Retail-oriented private asset funds are no longer nascent. This week, Blackstone announced that its latest retail product, BXPE, had initially raised more than $1bn. It is a significant milestone for a vehicle that might be a difficult fit for ordinary, if affluent, Joes.
Blackstone’s previous retail hits in real estate and corporate loans collected either rent or interest payments. As such, they paid healthy distributions that compensated for their limited liquidity. BXPE will make equity investments in leveraged buyouts and the like. Here payouts are more erratic. While the overall returns upside is greater, so is the requirement for patience.
Retail patience has become a crucial topic. BREIT, Blackstone’s hyped retail property fund, had to restrict investors from cashing out shares for several quarters, per the limits of its investment agreement. Private assets offer higher returns in part because fund managers need the benefit of more permanent capital that cannot easily flee during the deployment phase.

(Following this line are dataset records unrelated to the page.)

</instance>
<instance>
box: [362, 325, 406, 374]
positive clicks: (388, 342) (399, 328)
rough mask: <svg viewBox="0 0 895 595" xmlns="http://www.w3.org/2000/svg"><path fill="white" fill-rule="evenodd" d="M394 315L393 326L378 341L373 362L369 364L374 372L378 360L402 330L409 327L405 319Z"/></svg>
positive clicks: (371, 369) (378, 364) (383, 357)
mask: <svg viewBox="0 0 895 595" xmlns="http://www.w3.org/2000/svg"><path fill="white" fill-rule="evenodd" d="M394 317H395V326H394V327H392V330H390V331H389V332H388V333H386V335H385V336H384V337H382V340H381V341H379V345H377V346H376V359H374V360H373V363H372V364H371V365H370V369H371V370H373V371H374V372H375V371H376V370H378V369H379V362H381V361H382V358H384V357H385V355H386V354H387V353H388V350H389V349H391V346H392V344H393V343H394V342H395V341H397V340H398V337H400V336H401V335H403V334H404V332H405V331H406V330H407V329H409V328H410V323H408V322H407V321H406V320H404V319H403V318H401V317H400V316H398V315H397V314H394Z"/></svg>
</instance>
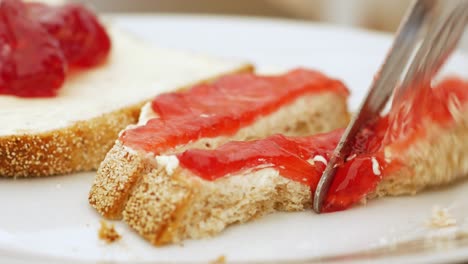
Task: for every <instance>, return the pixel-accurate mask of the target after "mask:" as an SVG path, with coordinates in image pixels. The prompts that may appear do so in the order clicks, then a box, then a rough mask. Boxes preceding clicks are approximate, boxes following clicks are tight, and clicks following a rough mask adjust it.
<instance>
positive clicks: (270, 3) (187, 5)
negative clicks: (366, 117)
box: [50, 0, 468, 50]
mask: <svg viewBox="0 0 468 264" xmlns="http://www.w3.org/2000/svg"><path fill="white" fill-rule="evenodd" d="M50 1H60V0H50ZM76 1H79V2H84V3H86V4H90V5H92V6H94V7H95V8H96V9H97V10H99V11H100V12H118V13H121V12H125V13H127V12H131V13H154V12H158V13H188V14H212V15H213V14H214V15H241V16H261V17H270V18H285V19H301V20H310V21H318V22H327V23H332V24H339V25H343V26H350V27H360V28H366V29H370V30H378V31H387V32H394V31H395V30H396V29H397V27H398V24H399V22H400V19H401V18H402V16H403V15H404V12H405V10H406V8H407V7H408V6H409V5H410V3H411V0H391V1H390V0H76ZM467 35H468V34H465V37H464V39H463V41H462V44H461V47H462V48H463V49H466V50H468V36H467Z"/></svg>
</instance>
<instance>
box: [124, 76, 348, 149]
mask: <svg viewBox="0 0 468 264" xmlns="http://www.w3.org/2000/svg"><path fill="white" fill-rule="evenodd" d="M327 91H329V92H333V93H336V94H341V95H343V96H346V95H347V94H348V91H347V89H346V88H345V86H344V85H343V83H341V82H340V81H338V80H334V79H330V78H328V77H326V76H325V75H323V74H321V73H319V72H316V71H311V70H306V69H296V70H293V71H290V72H288V73H286V74H283V75H279V76H258V75H255V74H251V73H241V74H232V75H229V76H224V77H222V78H220V79H218V80H217V81H215V82H213V83H210V84H201V85H196V86H194V87H192V88H191V89H190V90H188V91H187V92H183V93H167V94H162V95H159V96H157V97H156V98H155V99H154V100H153V102H152V108H153V110H154V112H156V113H157V114H158V116H159V117H158V118H155V119H152V120H149V121H148V122H147V124H146V125H144V126H139V127H137V128H134V129H129V130H126V131H125V132H124V133H123V134H122V136H121V137H120V140H121V141H122V142H124V144H125V145H126V146H129V147H131V148H133V149H135V150H144V151H146V152H152V153H156V154H157V153H161V152H163V151H167V150H170V149H171V148H174V147H176V146H178V145H181V144H187V143H188V142H191V141H195V140H198V139H199V138H204V137H207V138H211V137H217V136H230V135H233V134H235V133H236V132H237V131H238V130H239V129H240V128H243V127H245V126H248V125H250V124H252V123H253V122H255V121H256V120H257V118H259V117H262V116H265V115H268V114H270V113H272V112H274V111H276V110H277V109H279V108H280V107H282V106H284V105H286V104H288V103H292V101H293V100H295V99H297V98H299V97H300V96H303V95H306V94H315V93H320V92H327Z"/></svg>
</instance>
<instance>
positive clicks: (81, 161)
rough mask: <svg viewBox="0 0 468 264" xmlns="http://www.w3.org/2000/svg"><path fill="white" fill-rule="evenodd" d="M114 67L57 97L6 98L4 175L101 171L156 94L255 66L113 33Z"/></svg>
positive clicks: (4, 108)
mask: <svg viewBox="0 0 468 264" xmlns="http://www.w3.org/2000/svg"><path fill="white" fill-rule="evenodd" d="M108 31H109V34H110V36H111V39H112V45H113V46H112V51H111V54H110V56H109V58H108V61H107V62H106V64H104V65H102V66H99V67H97V68H93V69H90V70H86V71H84V72H80V73H75V74H73V75H72V76H69V77H68V78H67V80H66V83H65V84H64V86H63V87H62V89H61V90H60V92H59V95H58V97H55V98H38V99H25V98H17V97H13V96H2V95H0V105H1V107H0V122H1V123H2V125H1V126H0V176H4V177H36V176H48V175H55V174H64V173H71V172H76V171H84V170H93V169H96V168H97V167H98V166H99V163H100V162H101V161H102V160H103V159H104V157H105V155H106V153H107V152H108V150H109V149H110V148H111V147H112V145H113V144H114V141H115V139H116V138H117V136H118V133H119V131H121V130H122V129H124V128H125V127H126V126H128V125H130V124H134V123H136V122H137V119H138V115H139V112H140V108H141V106H142V105H143V104H144V103H145V102H147V101H149V100H150V99H151V98H152V97H154V96H155V95H157V94H159V93H161V92H165V91H171V90H177V89H181V88H183V87H185V86H187V85H191V84H194V83H198V82H201V81H204V80H209V79H212V78H215V77H217V76H220V75H223V74H226V73H232V72H241V71H251V70H252V67H251V66H250V65H248V64H245V63H241V62H236V61H228V60H221V59H214V58H210V57H205V56H202V55H197V54H190V53H184V52H178V51H172V50H166V49H162V48H157V47H153V46H151V45H148V44H146V43H144V42H143V41H140V40H138V39H134V38H133V37H131V36H129V35H127V34H125V33H123V32H120V31H119V30H117V29H115V28H112V27H109V29H108Z"/></svg>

Blackstone’s flagship private equity and related funds have deployed hundreds of billions of dollars since its 1980s founding. According to its disclosures, total net annualised returns have been in the mid-teens. That is well ahead of the S&P 500 — although if an investor used private equity-style leverage to buy an index that differential would narrow substantially.
For BXPE, Blackstone is taking 12.5 per cent of the profits along with a management fee of 1.25 per cent — somewhat less than the traditional “2 and 20” structure. There are separate potential fees that the investment adviser intermediary may take as well.
Retail investors are the final frontier for the likes of Blackstone. Traditional pensions and endowments have broadly been tapped at scale. More recently, these pools of capital have even pulled back their commitments amid the drought in initial public offerings and M&A.
Before Blackstone gave individual investors BXPE, BCRED and BREIT, it pioneered another product: its own shares. It debuted in a 2007 IPO priced at $31 a share and now trades at slightly more than $120. It has paid $33 a share in total dividends, all with virtually no leverage at the asset manager level. That adds up to an annualised return of about 13 per cent. It is accompanied by the opportunity to buy or sell Blackstone stock at any time. For retail investors, that is a lesson worth pondering.